Самая заметная прозаическая публикация номера – мемуар Гария Немченко «Донской пролог». Автор родом с Кубани, когда-то редактировал многотиражку на строительстве Запсиба, потом перебрался в столицу. В публикации идет речь о коллективном комсомольско-писательском паломничестве к Шолохову в станицу Вешенскую; правда, казацкий классик не замечает ни комсомольцев, ни литераторов, демонстративно общаясь исключительно с Юрием Гагариным. Все это перемежается воспоминаниями о Кузбассе и Москве.
Интересней всего здесь образ повествователя. То он испытывает явное отвращение к комсомольцам («Выступать «перед активом» я, как можно догадываться, не рвался»). То печалится, что так и не получил всесоюзную комсомольскую премию, хотя его кандидатуру выдвигали трижды. То читает проповедь иронической сокурснице о неподдельном энтузиазме комсомольских строек. То обвиняет «партийно-комсомольскую шушеру», что она нарочно спаивает молодых писателей… В общем, штучка посильней дантова «Чистилища»: и номенклатурную карьеру бросить жалко (как раз избрали в ревизионную комиссию на съезде ВЛКСМ), и бегать за водкой для партийного начальника писателей уже как-то не по летам… Правда, автор себя успокаивает: «Выходит, что я свободен в своих поступках, а он – нет». Свободный выбор лакейской участи – в самом деле, сильная нравственная дилемма.
Владимир Иванов дал в журнал три рассказа, из которых особенно интересен первый. Молодой муж узнает, что его сын – вовсе не его сын, но, пострадав, решает сохранить семью. Все это перемежается выдержками из биографии Томаса Джефферсона, третьего президента США, прижившего нескольких детей от своей темнокожей рабыни. При желании здесь можно разглядеть эхо древнего спора между гностицизмом и ветхозаветной традицией. Одни твердили, что не надо вкушать от древа познания. Другие полагали, что главная разница не между грехом и добродетелью, но между невежеством и знанием. Отметим, что Джефферсон был гностик: он клялся преследовать «все формы тирании над умами людей». Герой рассказа, похоже, приходит к выводу, что меньше знаешь – крепче спишь.
Сергей Донбай сетует:
Вымирает читатель
стихов.
В трубку стиснув
тетрадную пропись,
Он как будто уходит
на зов
(Сам себя заманил
крысолов)
В Интернета
безвылазный хоспис.
Интересно, что интернет при этом пишется с большой буквы(1).
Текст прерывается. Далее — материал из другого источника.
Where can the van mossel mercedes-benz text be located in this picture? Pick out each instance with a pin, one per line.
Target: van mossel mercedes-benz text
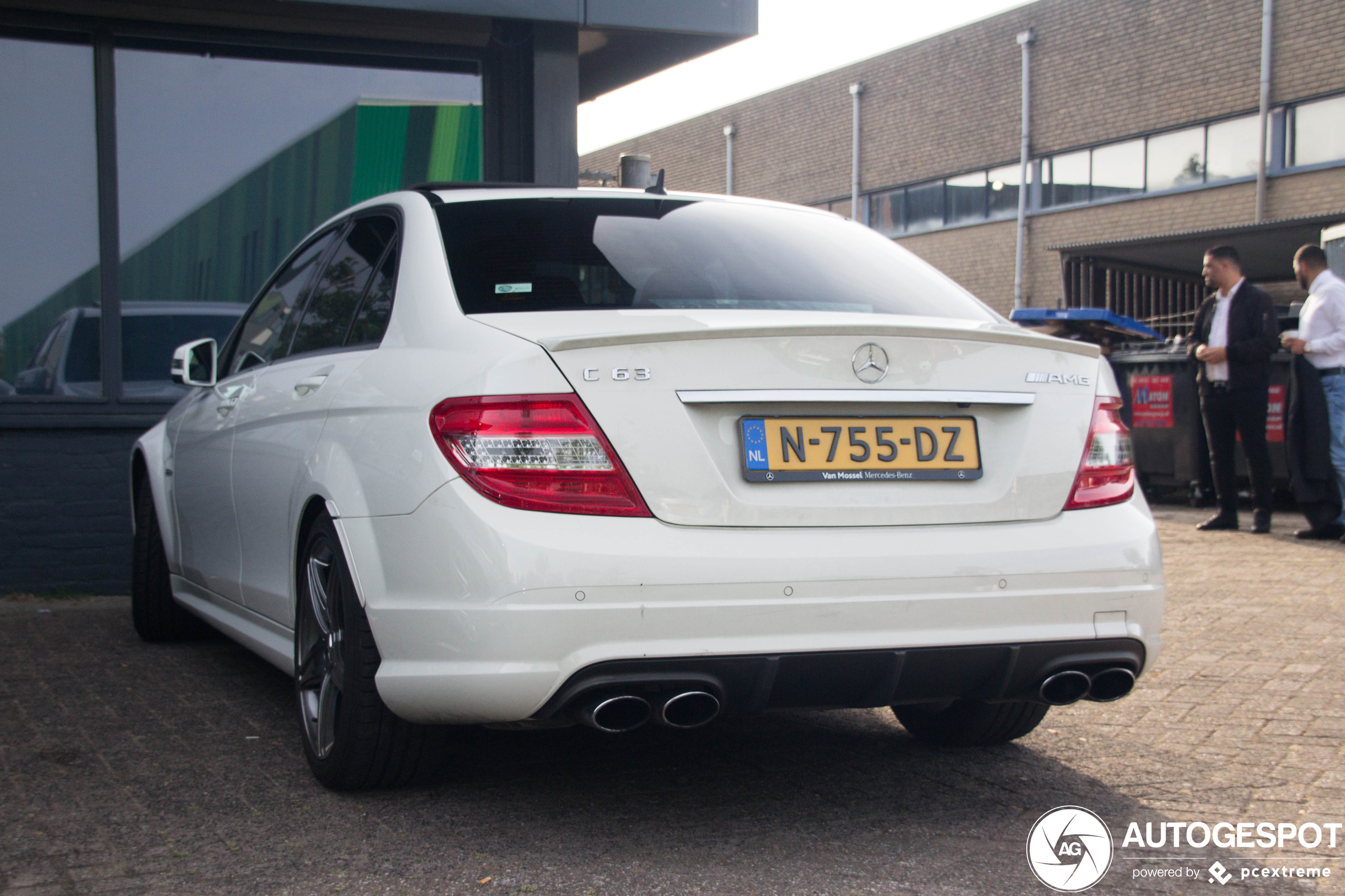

Неудивительно, если вспомнить, что стихи по нынешним временам преимущественно в нем и бытуют. Образ Гаммельнского крысолова, кстати говоря, генетически связан с образом Орфея, который своей музыкой отворял преисподнюю.
В номере помещено окончание романа Юлии Лавряшиной «Темное эхо». Начиналось все почти как в «Анне Карениной»: героиня бросала мужа с детьми и уходила к молодому любовнику. Кончается все почти как в «Преступлении и наказании» или в «Бесах»: любовник оказался мерзавцем, изнасиловал подружку старшего сына героини и был таков. Жена, грехами отягченна, к супругу своему течет, бледна, смущенна. Оказывается, если скрестить Толстого с Достоевским, может получиться занятный дамский роман.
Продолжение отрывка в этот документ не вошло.